Mantids are very intelligent, there are certain things you come to notice after watching them a lot. Mine can tell the difference between me and someone else. I've had some mantids who will crawl on me carelessly, happily, inquisitively. But when I put my hand out for them to craw on someone else, they freeze. This has happened more than a few times. Some mantids don't care; they're hyper and will crawl where ever they can, but others are hesitant and cautious. It could be their sense of "smell". If they can smell an insect and know it's food, they should be able to smell differences in people.

Mine also adapt... say you find a wild mantid, at first it will be hyper and reactive and defensive. But after a while, it becomes calmer and knows that you mean no harm. I'd say they're similar to lizards when it comes to their intelligence.

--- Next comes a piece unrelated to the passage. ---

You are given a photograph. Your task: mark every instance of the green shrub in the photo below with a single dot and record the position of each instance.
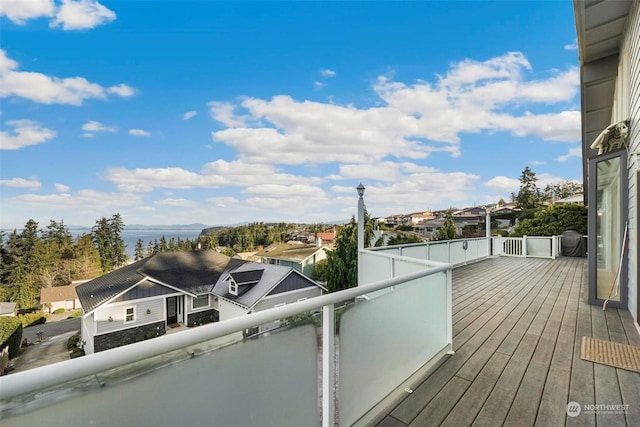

This of course is only my own point of view, I wouldn't say these are facts, but it is at least what I currently believe.


----------



## Salmonsaladsandwich (Oct 15, 2015)

That's just habituation, which most animals are capable of. It's merely easier to observe in mantids because they're so calm and unafraid to begin with.


----------



## Gizmo (Oct 15, 2015)

MantidBro said:


> Mantids are very intelligent, there are certain things you come to notice after watching them a lot. Mine can tell the difference between me and someone else. I've had some mantids who will crawl on me carelessly, happily, inquisitively. But when I put my hand out for them to craw on someone else, they freeze.


That seems to be the case with mine. She seems to prefer my gf. I don't know their range of site but her little head will follow my girlfriend around the room if she's not giving her attention or if I'm holding her instead. She likes me fine but I can't help but think she does have a preference.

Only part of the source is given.